Community service must be performed in Baltimore

February 03, 2005|By Matthew Dolan | Matthew Dolan,SUN STAFF

Former city police Commissioner Edward T. Norris, released from federal prison last month, is returning to Baltimore after all.

Norris, who pleaded guilty to public corruption and tax charges in March, lost his bid yesterday to move his community service requirement from Baltimore to his new home in Tampa. Fla.

"Edward T. Norris owes a moral debt to the citizens of the City of Baltimore," said U.S. District Judge Richard D. Bennett in an order issued yesterday.

"The debt can only be repaid by community service in the City of Baltimore."

Norris, 44, admitted last year to misusing a special police fund and evading tax laws. His lawyers said yesterday that he will obey the judge's order.

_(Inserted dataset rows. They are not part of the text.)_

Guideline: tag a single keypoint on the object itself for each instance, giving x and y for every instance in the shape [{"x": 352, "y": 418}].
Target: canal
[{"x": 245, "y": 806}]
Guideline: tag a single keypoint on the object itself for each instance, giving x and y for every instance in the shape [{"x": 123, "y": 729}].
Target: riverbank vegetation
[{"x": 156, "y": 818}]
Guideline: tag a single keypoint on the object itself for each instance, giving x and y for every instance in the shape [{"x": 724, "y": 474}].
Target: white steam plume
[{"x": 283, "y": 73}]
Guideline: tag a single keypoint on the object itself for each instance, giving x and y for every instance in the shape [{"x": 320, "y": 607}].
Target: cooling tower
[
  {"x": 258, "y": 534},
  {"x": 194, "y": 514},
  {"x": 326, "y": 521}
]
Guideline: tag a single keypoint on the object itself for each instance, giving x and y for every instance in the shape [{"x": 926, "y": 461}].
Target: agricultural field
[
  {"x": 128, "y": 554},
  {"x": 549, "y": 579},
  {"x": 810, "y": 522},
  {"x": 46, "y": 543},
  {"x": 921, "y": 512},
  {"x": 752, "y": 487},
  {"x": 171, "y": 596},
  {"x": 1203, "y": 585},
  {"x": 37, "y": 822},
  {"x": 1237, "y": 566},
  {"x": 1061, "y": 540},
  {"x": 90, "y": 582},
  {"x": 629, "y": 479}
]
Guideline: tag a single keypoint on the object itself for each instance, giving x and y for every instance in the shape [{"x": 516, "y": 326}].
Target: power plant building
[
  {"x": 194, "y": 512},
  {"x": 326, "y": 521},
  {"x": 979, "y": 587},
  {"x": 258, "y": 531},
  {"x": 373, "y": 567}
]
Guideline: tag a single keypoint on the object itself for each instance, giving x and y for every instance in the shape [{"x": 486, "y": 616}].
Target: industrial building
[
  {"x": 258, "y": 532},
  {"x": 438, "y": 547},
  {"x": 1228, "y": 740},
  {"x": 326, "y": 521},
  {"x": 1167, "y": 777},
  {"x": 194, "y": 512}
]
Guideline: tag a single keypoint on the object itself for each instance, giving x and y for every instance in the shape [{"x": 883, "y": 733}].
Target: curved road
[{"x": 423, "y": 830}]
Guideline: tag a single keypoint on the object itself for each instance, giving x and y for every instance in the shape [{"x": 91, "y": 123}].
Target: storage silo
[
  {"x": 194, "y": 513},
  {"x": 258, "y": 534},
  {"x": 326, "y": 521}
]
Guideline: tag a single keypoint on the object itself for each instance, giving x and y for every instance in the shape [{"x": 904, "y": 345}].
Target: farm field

"We're disappointed," David B. Irwin, one of Norris' defense attorneys, said of the judge's decision. "We just wished that we would have been shown a little more mercy at this point."

It was unclear what community service Norris, who was also the Maryland State Police superintendent after quitting as city police commissioner, will be required to perform. The community service will be directed by the U.S. Probation Office in Baltimore, and officials said this week they do not comment on individuals cases.

Bennett sentenced Norris in June to serve six months behind bars, followed by three years' supervised release, including six months of home detention. Norris also was ordered to pay $12,000 in restitution, a $10,000 fine and perform 500 hours of community service, specifically in Baltimore.

Last month, his defense attorneys asked Bennett to allow Norris to complete his community service in Florida, where he now lives with his wife and son. But the U.S. attorney's office in Maryland objected, arguing that Norris showed no contrition for his crimes in a recent television interview and should receive no leniency.

Bennett agreed with federal prosecutors yesterday that the ex-police commissioner should perform his community service in Baltimore.

Norris also asked that if he were required to come back to Baltimore, he be allowed to complete his community service while serving six months of home detention. But prosecutors objected, and Bennett rejected that request as well.

"While such an accommodation may be allowed a review of prior cases before this Court reflects that such accommodations are rarely granted," the judge wrote. "Quite simply, the facts of this case do not justify treating Mr. Norris differently from any other defendants."

Bennett also turned down a request by Norris' attorneys for a hearing to make their case.